The refit added about 15 tons to the vessel's displacement, and reduced its maximum speed by approximately one knot. This added length and weight caused unexpected flexing on the ships' decks, causing cracks. At least one cutter had warping so severe; its engines were no longer fully seated, while another ship's fuel tanks were deformed to the point of leakage. Another problem these cutters faced after their intended improvement was their steering. The steering system was mangled so badly, they had problems maintaining course, even at speeds slower than ten knots. The propeller shaft design was flawed also, growing steadily misaligned with the engines once the cracking of the hulls began. The maritime waste disposal systems were also damaged to the point of being below specification. There was poor welding and sloppy workmanship throughout the ships that also attributed to the failing of these vessels' hulls. The communications system was a complete fiasco too, barely functional and completely unsecure.
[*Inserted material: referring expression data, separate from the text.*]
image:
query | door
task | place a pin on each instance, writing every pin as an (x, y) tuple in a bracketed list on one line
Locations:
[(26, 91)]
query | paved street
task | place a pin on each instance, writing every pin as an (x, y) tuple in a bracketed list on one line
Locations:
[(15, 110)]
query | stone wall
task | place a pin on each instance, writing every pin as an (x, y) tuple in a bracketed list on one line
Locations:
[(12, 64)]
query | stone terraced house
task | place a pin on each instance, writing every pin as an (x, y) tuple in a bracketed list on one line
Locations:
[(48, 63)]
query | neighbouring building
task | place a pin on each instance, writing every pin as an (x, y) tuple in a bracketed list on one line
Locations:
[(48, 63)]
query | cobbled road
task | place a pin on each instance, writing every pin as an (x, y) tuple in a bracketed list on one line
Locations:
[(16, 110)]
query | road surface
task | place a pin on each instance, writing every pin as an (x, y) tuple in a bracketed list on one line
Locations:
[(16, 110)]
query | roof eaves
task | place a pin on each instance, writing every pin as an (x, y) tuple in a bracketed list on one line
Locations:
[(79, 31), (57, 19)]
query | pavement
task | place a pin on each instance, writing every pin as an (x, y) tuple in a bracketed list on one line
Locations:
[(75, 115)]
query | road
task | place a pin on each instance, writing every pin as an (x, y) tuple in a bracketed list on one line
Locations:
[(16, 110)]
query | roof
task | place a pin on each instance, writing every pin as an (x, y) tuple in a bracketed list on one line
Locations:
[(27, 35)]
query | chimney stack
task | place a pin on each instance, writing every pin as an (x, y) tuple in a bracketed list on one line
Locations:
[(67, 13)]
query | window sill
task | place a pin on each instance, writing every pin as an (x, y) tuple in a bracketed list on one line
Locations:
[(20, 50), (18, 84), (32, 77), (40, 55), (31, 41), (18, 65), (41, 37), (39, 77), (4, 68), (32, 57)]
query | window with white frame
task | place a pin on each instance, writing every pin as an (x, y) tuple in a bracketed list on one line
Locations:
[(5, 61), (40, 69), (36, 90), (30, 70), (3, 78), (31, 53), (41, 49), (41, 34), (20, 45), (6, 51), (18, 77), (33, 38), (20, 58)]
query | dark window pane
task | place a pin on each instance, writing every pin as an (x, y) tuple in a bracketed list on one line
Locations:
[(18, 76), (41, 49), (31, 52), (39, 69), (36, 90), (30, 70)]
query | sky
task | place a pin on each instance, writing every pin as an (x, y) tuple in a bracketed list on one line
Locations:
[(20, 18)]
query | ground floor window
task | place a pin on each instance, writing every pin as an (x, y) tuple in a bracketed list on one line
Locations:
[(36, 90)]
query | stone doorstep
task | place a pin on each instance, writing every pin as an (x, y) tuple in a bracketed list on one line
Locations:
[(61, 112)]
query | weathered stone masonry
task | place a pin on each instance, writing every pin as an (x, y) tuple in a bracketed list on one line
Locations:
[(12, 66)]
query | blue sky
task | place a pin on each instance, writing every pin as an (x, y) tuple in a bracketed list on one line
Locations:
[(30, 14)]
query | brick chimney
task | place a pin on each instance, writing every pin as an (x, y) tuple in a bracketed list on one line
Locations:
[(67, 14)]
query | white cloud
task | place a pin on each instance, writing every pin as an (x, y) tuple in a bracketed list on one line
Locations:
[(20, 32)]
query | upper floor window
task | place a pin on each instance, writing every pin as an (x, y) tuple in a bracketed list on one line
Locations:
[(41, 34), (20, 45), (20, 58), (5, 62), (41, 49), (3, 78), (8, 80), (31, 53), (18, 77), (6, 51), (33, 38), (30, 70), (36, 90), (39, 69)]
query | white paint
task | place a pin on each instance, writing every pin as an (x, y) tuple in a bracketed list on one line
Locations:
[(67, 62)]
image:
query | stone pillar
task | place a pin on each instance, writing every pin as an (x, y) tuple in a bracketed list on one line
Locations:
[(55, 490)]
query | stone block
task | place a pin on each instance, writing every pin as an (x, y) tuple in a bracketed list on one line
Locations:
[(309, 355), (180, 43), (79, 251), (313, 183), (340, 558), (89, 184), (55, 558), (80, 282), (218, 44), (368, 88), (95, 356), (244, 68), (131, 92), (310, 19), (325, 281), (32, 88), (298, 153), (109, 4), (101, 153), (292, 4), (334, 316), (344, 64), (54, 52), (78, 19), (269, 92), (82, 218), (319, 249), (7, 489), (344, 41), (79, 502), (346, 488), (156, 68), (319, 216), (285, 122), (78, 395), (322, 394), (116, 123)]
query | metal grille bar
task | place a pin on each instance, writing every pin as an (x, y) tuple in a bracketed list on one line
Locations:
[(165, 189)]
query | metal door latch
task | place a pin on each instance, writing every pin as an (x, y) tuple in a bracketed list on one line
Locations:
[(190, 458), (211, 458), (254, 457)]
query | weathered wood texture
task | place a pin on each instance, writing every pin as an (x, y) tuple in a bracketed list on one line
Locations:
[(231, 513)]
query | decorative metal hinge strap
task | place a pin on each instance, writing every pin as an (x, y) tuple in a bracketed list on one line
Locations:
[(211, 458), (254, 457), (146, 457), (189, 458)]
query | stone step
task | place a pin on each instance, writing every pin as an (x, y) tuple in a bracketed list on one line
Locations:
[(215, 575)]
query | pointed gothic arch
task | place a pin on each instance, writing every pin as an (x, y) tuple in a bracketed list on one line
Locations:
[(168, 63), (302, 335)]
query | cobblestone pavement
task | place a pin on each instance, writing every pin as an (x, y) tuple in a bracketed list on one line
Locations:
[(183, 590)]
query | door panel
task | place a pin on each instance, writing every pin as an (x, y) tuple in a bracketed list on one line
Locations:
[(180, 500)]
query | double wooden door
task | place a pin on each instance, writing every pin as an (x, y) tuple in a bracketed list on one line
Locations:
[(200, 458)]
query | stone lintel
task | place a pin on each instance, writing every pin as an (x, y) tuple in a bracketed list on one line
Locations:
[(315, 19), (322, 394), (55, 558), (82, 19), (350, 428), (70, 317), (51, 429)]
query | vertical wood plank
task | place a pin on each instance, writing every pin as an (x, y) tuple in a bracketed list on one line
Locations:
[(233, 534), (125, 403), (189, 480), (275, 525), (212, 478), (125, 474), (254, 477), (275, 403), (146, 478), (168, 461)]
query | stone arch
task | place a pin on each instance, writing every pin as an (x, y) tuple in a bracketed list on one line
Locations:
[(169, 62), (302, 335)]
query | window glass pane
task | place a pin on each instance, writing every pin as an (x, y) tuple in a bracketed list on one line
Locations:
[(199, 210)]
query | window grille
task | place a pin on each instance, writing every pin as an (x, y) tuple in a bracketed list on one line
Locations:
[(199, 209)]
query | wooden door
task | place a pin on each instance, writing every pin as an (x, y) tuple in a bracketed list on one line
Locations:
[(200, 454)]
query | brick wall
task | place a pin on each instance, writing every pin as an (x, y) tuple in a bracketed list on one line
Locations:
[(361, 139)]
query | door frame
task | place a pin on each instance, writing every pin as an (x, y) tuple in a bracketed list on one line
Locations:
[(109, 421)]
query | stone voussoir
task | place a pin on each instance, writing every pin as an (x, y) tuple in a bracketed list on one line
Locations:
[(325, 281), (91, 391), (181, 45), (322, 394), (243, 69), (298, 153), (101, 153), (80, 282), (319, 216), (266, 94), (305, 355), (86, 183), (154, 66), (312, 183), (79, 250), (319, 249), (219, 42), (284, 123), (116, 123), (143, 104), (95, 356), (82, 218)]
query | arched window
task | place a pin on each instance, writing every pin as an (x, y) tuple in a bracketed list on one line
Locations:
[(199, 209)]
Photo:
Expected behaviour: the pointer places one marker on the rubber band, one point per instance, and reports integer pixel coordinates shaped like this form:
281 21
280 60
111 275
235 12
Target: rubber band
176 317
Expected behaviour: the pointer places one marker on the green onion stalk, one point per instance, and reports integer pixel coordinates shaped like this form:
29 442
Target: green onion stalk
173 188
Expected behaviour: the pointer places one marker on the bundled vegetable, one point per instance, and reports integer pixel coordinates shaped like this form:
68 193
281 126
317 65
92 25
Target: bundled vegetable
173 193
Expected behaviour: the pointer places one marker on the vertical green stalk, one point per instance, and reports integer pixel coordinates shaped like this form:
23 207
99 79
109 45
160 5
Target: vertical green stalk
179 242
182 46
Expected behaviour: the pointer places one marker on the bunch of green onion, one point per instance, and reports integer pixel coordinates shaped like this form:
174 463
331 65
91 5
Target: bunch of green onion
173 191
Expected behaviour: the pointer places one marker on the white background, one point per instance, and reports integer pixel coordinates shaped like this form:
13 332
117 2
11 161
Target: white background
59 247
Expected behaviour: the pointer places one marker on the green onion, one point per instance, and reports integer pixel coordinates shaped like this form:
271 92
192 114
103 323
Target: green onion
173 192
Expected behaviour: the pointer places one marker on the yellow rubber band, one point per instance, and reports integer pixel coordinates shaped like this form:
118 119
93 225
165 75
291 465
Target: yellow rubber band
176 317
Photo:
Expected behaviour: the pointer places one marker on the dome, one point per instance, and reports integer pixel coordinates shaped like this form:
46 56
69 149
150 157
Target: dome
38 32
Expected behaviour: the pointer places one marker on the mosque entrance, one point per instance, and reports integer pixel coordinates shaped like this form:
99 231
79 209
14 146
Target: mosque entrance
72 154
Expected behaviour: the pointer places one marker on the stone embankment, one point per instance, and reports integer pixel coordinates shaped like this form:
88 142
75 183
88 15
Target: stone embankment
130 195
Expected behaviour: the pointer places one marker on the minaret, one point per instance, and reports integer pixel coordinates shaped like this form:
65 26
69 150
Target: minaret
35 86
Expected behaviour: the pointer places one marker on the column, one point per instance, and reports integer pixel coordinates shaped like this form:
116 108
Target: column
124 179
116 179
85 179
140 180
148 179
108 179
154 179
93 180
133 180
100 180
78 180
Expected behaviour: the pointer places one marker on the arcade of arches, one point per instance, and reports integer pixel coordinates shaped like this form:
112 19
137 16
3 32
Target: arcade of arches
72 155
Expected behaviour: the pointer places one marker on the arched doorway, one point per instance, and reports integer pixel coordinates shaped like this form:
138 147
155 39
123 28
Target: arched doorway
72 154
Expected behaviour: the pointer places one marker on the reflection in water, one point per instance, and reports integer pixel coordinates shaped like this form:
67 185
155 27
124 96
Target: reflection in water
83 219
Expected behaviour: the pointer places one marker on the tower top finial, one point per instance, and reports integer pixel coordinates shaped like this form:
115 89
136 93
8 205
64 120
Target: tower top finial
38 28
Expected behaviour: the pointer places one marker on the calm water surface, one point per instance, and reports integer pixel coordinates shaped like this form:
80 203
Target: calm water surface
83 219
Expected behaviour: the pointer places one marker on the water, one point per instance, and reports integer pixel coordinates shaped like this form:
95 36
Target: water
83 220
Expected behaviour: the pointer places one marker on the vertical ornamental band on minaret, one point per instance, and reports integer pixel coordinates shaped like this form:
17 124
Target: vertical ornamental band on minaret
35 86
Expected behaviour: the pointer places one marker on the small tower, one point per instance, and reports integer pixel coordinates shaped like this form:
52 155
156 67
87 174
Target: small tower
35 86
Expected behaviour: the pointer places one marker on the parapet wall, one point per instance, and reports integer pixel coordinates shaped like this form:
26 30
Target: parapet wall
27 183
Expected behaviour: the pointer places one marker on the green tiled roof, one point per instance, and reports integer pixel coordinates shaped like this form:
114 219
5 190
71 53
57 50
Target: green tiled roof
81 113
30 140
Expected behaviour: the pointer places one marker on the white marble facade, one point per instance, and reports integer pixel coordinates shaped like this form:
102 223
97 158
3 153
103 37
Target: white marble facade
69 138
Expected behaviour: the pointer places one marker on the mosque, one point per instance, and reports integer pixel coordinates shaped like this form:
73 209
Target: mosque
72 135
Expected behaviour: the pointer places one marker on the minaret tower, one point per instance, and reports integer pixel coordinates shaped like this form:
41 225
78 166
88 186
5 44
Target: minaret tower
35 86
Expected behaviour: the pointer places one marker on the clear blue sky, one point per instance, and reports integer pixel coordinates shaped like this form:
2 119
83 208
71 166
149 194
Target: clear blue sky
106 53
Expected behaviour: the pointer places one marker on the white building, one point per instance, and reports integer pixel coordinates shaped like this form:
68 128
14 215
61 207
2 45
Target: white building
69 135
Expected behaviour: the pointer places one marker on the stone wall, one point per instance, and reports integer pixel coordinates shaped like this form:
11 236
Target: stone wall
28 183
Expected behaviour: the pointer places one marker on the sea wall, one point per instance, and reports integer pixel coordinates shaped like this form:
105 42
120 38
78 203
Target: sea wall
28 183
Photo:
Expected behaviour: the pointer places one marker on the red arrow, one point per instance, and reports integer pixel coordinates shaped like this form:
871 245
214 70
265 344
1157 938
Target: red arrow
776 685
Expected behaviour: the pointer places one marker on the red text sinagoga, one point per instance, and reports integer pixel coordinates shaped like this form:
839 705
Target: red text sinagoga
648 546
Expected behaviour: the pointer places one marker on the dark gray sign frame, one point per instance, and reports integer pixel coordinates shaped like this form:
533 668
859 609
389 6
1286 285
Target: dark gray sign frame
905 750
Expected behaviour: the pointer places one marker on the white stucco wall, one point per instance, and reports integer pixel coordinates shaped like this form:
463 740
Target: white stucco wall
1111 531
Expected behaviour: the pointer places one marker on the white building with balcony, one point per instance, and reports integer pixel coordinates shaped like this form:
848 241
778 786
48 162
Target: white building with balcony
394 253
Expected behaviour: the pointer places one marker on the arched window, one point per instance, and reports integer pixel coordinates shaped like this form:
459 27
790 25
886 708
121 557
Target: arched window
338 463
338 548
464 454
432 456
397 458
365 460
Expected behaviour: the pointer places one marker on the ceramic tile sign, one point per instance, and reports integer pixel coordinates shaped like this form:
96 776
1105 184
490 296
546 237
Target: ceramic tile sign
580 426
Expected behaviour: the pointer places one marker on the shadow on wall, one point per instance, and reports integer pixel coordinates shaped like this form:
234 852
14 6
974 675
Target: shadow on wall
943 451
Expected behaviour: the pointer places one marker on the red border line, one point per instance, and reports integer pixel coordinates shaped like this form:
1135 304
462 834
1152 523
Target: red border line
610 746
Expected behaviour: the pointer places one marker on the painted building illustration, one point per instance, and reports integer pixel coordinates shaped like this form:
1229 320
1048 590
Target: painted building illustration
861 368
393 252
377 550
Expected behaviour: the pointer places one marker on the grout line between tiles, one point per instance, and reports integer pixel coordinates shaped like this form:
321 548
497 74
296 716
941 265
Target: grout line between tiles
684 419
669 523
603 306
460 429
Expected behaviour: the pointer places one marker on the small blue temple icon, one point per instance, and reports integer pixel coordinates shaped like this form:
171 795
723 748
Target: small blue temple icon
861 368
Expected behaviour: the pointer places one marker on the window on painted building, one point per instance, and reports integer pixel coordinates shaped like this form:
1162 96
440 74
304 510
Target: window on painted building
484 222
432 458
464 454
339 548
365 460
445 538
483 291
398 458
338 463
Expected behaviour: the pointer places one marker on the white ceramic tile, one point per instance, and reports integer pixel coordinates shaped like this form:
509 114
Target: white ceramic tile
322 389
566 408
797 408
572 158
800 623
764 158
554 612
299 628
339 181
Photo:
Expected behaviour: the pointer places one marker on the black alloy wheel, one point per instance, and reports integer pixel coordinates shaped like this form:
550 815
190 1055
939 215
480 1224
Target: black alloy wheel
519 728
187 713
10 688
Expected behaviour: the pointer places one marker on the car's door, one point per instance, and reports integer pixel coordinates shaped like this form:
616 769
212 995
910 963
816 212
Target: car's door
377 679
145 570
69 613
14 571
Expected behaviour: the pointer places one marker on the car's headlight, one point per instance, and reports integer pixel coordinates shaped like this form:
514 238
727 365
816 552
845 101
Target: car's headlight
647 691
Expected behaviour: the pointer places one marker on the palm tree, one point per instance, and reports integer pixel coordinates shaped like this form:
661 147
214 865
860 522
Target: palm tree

All of the work done by Bollinger for the Deepwater System Program was done insufficiently and all contributed to the failing of these ships.

==Legal liability==
In January 2008, the United States Coast Guard made an unusual move of demanding a partial refund of $96.1 million, but the request was withdrawn later in the year due to possible criminal charges that could be faced, enforced by the Department of Justice. In addition to the Coast Guard, the Justice department also sued Bollinger Shipyards for damages towards Matagorda and seven other boats in that fleet. The Coast Guard paid hundreds of millions of dollars towards Bollinger for this refit, and has tried to file for reimbursement 65 times once the Matagorda had displayed the six inch crack in its hull. The suit was dismissed.

==Conclusion==
In late 2005, sea state restrictions were given to the cutters requiring better workmanship and quality for construction in the future. At the same time, these refits were halted with only eight out of the intended 49 cutters actually being worked on. On November 30, 2006, Admiral Thad Allen, Coast Guard Commandant, personally gave a direct order to immediately decommission all eight converted ships. The crews were dispersed to other cutters in the United States Coast Guard Seventh District and the ships were towed to the Coast Guard Yard at Curtis Bay, Maryland, where they remain in a "mothballed" state as of February 2014, pending likely scrapping.

The 110-foot patrol boats proved to be an effective addition to the drug and immigration enforcement, search and rescue, and fishery law enforcement. The Island-class cutter design is approaching a period of time where the remaining 110 foot cutters are aging and will either not be maintained adequately or will not be replaced by something newer. A Coast Guard committee found this situation unacceptable and wanted immediate action to avoid any loss in the Coast Guard's operational readiness or national maritime security. The Coast Guard ended the Deepwater Conversion plan early enough to save upwards of $80,000,000 originally planned to be spent altering these vessels. While the Coast Guard has sped up the development associated with the Fast Response Cutter and Sentinel-class cutter, with the 123-foot conversion program idled, there are fewer small patrol craft due to the absence of the converted patrol boats being taken out of service. The fact that six 110-foot cutters are absent due to supporting the Global War on Terror is further complicating the ability of the Coast Guard to have adequate underway patrol coverage domestically. The six deployed cutters have no expected date of return from overseas duty.

The Coast Guard sued Bollinger, in 2003, and Bollinger paid a $8.5 million settlement in December 2015.